Após ficar 16 dias preso, inocente diz ter sido espancado por policiais para que confessasse participação na morte de Schincariol

Denúncia de agressão a garçom será apurada

GILMAR PENTEADO
DA REPORTAGEM LOCAL

O procurador-geral de Justiça de São Paulo, Luiz Antonio Guimarães Marrey, considerou graves as denúncias de prisão ilegal e agressões ao garçom Valdinei Sabino da Silva, 25, por policiais e designou promotores de Justiça de São Paulo e Itu para acompanhar o caso.
Silva foi libertado anteontem, depois de 16 dias na cadeia.

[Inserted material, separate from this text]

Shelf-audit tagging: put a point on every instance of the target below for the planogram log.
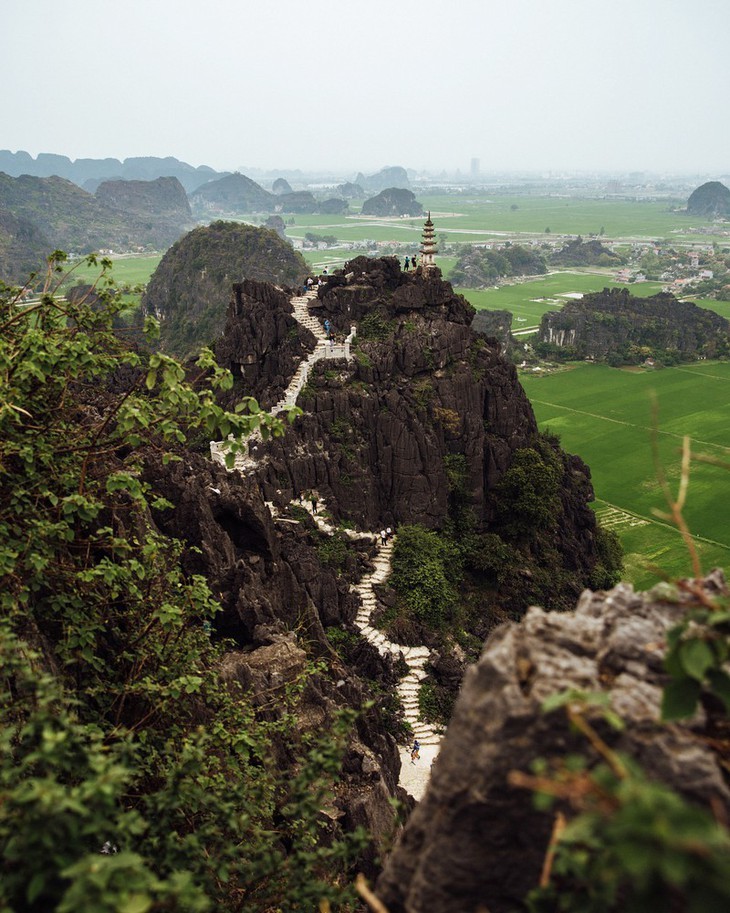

Apontado como suspeito do assassinato do empresário José Nelson Schincariol, 60, o garçom disse a familiares e ao jornal "Diário de S. Paulo" que, no dia de sua prisão, em 19 de agosto, foi espancado por policiais do DHPP (Departamento de Homicídios e Proteção à Pessoa) e por agentes da guarda municipal de Itu que invadiram a sua casa, na periferia do município (103 km de SP).
Ele teria levado uma "gravata", teria sido arrastado por policiais até o carro e levado para um local desconhecido. Nesse local, ele teria levado pancadas no estômago e uma arma teria sido apontada para sua cabeça para que confessasse o crime, que não cometeu, e delatasse os supostos comparsas. Só depois disso foi levado para o distrito policial.
O advogado do garçom, Paulo Cicolani, confirmou as declarações feitas por seu cliente. Cicolani disse que a família vai pedir indenização ao Estado, mas não definiu quando. Ele afirmou que ainda vai analisar o inquérito.
O promotor de Itu Waldevino de Oliveira, um dos designados pela Procuradoria Geral de Justiça para acompanhar o caso, disse que pediu ontem a instauração de um inquérito à Delegacia Seccional de Polícia de Sorocaba.
Promotores do Gecep (Grupo de Atuação Especial de Controle Externo da Atividade Policial), de São Paulo, também vão acompanhar o caso. Isso porque Silva ficou preso na cadeia pública de Itu e na carceragem do DHPP, que tem sede em São Paulo. Ele só foi solto quando a polícia prendeu outros quatro suspeitos, que confessaram o crime e negaram seu envolvimento.
O juiz de Itu José Fernando Azevedo Minhoto já tinha considerado ilegal a entrada dos policiais na casa do garçom, sem mandado judicial. Mas ele disse que, ao conversar com Silva na cadeia de Itu, no último dia 22, o garçom negou ter sido agredido.
O juiz afirma, porém, que ele pode ter escondido o espancamento porque ainda estava preso e temia represálias. De acordo com Minhoto, Silva até disse que o inchaço em um dos olhos era resultado de uma briga em um clube no final de semana anterior à sua prisão. Uma irmã do garçom disse desconhecer a ocorrência de tal briga.
Segundo Minhoto, dois exames de corpo de delito feitos no período em que o garçom estava preso não apontaram agressões. Um amigo de Silva afirmou que os golpes foram dados em algumas partes do corpo com o cuidado de não deixar marcas.
A assessoria da Secretaria da Segurança Pública informou que não iria falar sobre um caso cuja "apuração está em andamento e que está em sigilo". A Corregedoria da Polícia Civil já abriu, segundo a secretaria, uma investigação preliminar a partir das denúncias de familiares do garçom.

Ouvidoria
O ouvidor das polícias, Itajiba Farias Ferreira Cravo, chegou a citar Cesare Beccaria (1738-1794), que, no século 18, já condenava a tortura como método de investigação de um crime.
A obra mais famosa do autor é "Dos Delitos e das Penas", na qual o autor destaca que não pode ser considerado crime o que não está previsto em lei. Para Ferreira Cravo, "o direito está voltando para trás". O ouvidor disse que "investigará a parte que cabe à polícia".
Ele criticou "a celeridade com que se apuram determinados crimes e a demora com que são investigados outros".
De acordo com o ouvidor, somente neste ano, foram expulsos da Polícia Civil 179 pessoas, acusadas de várias irregularidades. A Ouvidoria também recebeu, de janeiro até ontem, 36 denúncias de espancamentos e torturas. No ano passado, no mesmo período, foram 52 denúncias.